Mais le juge à la retraite et président de la commission, Guy Ricard, défend bec et ongles la nouvelle commission : "C’est un mandat pour établir la vérité, toute la vérité et seulement la vérité sur la fracturation."

La commission aura donc par ailleurs la charge d'affirmer ou non si la fracturation hydraulique répond aux cinq critères d'exigences définis par le gouvernement provincial. Des critères qui, s'ils sont respectés, autoriseraient de facto la mise en œuvre de la technique. Parmi les 5 critères préalablement définis citons l'existence d'un contrat social, l'information claire et crédible sur les répercussions de la fracturation hydraulique et l'établissement d'un plan d'atténuation des répercussions sur les infrastructures publiques.

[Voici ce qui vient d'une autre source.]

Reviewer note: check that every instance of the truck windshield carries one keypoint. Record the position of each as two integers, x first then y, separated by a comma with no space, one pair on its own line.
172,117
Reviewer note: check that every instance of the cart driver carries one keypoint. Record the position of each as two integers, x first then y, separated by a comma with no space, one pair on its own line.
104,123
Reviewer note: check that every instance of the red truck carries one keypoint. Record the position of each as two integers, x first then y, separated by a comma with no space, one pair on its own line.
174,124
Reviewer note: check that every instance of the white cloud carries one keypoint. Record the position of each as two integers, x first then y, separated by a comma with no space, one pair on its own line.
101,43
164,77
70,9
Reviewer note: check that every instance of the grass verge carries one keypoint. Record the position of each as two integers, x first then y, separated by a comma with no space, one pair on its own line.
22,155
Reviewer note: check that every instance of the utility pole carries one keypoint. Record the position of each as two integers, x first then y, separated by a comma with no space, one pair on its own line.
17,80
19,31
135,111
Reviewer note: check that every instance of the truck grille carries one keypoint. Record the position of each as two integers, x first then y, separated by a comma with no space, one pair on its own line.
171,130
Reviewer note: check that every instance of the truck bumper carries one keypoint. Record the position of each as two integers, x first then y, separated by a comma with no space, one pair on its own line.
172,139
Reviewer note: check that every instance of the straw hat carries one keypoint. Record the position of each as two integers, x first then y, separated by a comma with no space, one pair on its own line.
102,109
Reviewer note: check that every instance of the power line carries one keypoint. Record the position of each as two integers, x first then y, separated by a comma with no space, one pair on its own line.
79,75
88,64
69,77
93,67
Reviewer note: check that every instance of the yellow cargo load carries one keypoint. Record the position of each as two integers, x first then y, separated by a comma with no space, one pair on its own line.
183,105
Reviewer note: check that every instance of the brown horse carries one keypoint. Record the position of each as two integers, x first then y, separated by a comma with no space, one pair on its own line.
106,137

Le point qui fait le plus réagir à ce jour est celui du contrat social. Là encore l'opposition se fait entendre car selon elle, rien ne définit à ce jour ce qu'est ce contrat social. Le Ministre Arsenault a à ce titre balayer la question, n'apportant aucune précision supplémentaire. 

Réactions et commentaires
Le New-Brunswick n'est pas le Québec!! C'est le gouvernement du New-Brunswick qui a créer cette commission spéciale. Au Québec il n'y a pas de moratoire sur les gaz de schiste pas plus que pour le pétrole...
Guillon | Le 31 mars 2015 à 14:45:39
Il y a confusion entre deux provinces canadiennes ici. Au Québec il n'y a pas de moratoire. Nous venons d'avoir le rapport d'un Bureau d'Audiences Publiques en Environnement (BAPE) qui décrit clairement les dangers de la fracturation. Au Nouveau Brunswick on vient de créer cette commission. Les citoyens doivent demeurer alertes! Notre environnement est menacé.
Jacques Tétreault | Le 31 mars 2015 à 16:27:44
Bonjour,

Je travaille dans l'industrie du gaz naturel au Québec. Votre article est erroné, ce n'est pas le Québec mais le Nouveau-Brunswick qui a mis en place une commission spéciale. Merci de rectifier.